El seleccionador checo, Miroslav Soukup, también considera que esos minutos, en los que su conjunto pasó de ir ganando por un tanto a ceder su ventaja, supusieron el punto de inflexión de una entretenida final. "Es un poco extraño que recibiésemos un gol en contra tan poco tiempo después de adelantarnos. Pero los equipos argentinos no perdonan. Yo pensé que podíamos conseguir otro, y ocurrió justo lo contrario. Eso acabó con nosotros".
El gol que decidió el encuentro no llegaría hasta el minuto 86. Ese momento resultó especialmente amargo para el sensacional portero checo, Radek Petr, cuyo rendimiento fue extraordinario a lo largo de todo el torneo. Un fortísimo disparo de Mauro Zárate desde 20 metros se coló por el primer palo de la meta defendida por el corpulento arquero, a pesar de su estirada para intentar detenerlo.
Soukup no quiso bajo ninguna circunstancia manifestar reproche alguno hacia su heroico cancerbero. "No hubiésemos llegado tan lejos de no haber sido por él", señaló el técnico. "Ha sido uno de nuestros mejores hombres, junto con Fenin, y no podría estar más orgulloso de él".
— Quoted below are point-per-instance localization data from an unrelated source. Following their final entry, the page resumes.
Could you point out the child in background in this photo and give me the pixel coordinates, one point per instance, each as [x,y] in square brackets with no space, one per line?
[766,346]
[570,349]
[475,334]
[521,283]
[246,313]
En el bando argentino, el gran protagonista de la jornada, y del torneo en general, fue Sergio Agüero, "el Kun". Materializó el empate de los suyos, pudo marcar el gol de la victoria y también fue elegido, merecidamente, mejor futbolista del certamen, además de proclamarse máximo realizador. "Por supuesto que (Agüero) tiene un gran porvenir en la selección absoluta", indicó el entrenador argentino, Hugo Tocalli. "Junto con (Maxi) Moralez, representa un futuro brillante para la selección absoluta argentina".
Dejando a un lado los elogios individuales, Tocalli se mostró contentísimo por la conquista de su primer trofeo mundialista al frente del combinado nacional (participó en los anteriores como segundo entrenador). "Durante años trabajé como asistente, pero esta sensación es la mejor", dijo. "Como seleccionador, tus decisiones suponen una auténtica diferencia, y es un sentimiento muy bonito ser el técnico en un momento así. Este es el mejor equipo que he entrenado nunca... Hizo muy bien su trabajo, practicando un fútbol brillante y ofensivo, aunque siempre con una gran paciencia".
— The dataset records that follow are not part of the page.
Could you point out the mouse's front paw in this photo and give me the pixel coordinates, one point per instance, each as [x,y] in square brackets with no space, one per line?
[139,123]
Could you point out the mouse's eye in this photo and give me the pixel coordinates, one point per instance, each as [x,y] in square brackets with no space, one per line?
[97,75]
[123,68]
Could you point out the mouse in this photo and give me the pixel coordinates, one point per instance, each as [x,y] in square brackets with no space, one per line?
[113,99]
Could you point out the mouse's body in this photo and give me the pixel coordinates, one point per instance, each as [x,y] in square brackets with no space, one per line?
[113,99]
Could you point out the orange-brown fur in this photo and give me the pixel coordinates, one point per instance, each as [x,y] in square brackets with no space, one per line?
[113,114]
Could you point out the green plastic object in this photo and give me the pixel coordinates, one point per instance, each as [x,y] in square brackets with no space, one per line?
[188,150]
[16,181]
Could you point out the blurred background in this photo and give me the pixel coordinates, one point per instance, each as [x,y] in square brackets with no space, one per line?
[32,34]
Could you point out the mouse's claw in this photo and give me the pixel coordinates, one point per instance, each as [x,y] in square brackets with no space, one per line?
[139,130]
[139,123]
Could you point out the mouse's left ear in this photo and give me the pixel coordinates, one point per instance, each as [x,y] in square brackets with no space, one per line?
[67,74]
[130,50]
Al final, para los argentinos fue clave su falta de nerviosismo y su capacidad para mantener la calma después de encontrarse por detrás en el casillero. "Los checos demostraron tener un gran nivel hoy, aunque nosotros nunca perdimos la confianza en nuestras aptitudes", añadió Tocalli. "Fue un partido difícil, duro, pero lo superamos, me siento muy feliz. Nunca tuve la impresión de que fuésemos a perder el control del encuentro".
"Los checos hicieron lo que esperábamos, fue muy complicado superarlos debido a su tamaño", explicó Emiliano Insua. "Pero nosotros no nos pusimos nunca nerviosos, y esa fue la clave de nuestra victoria. Estamos contentísimos por lo que hemos conseguido".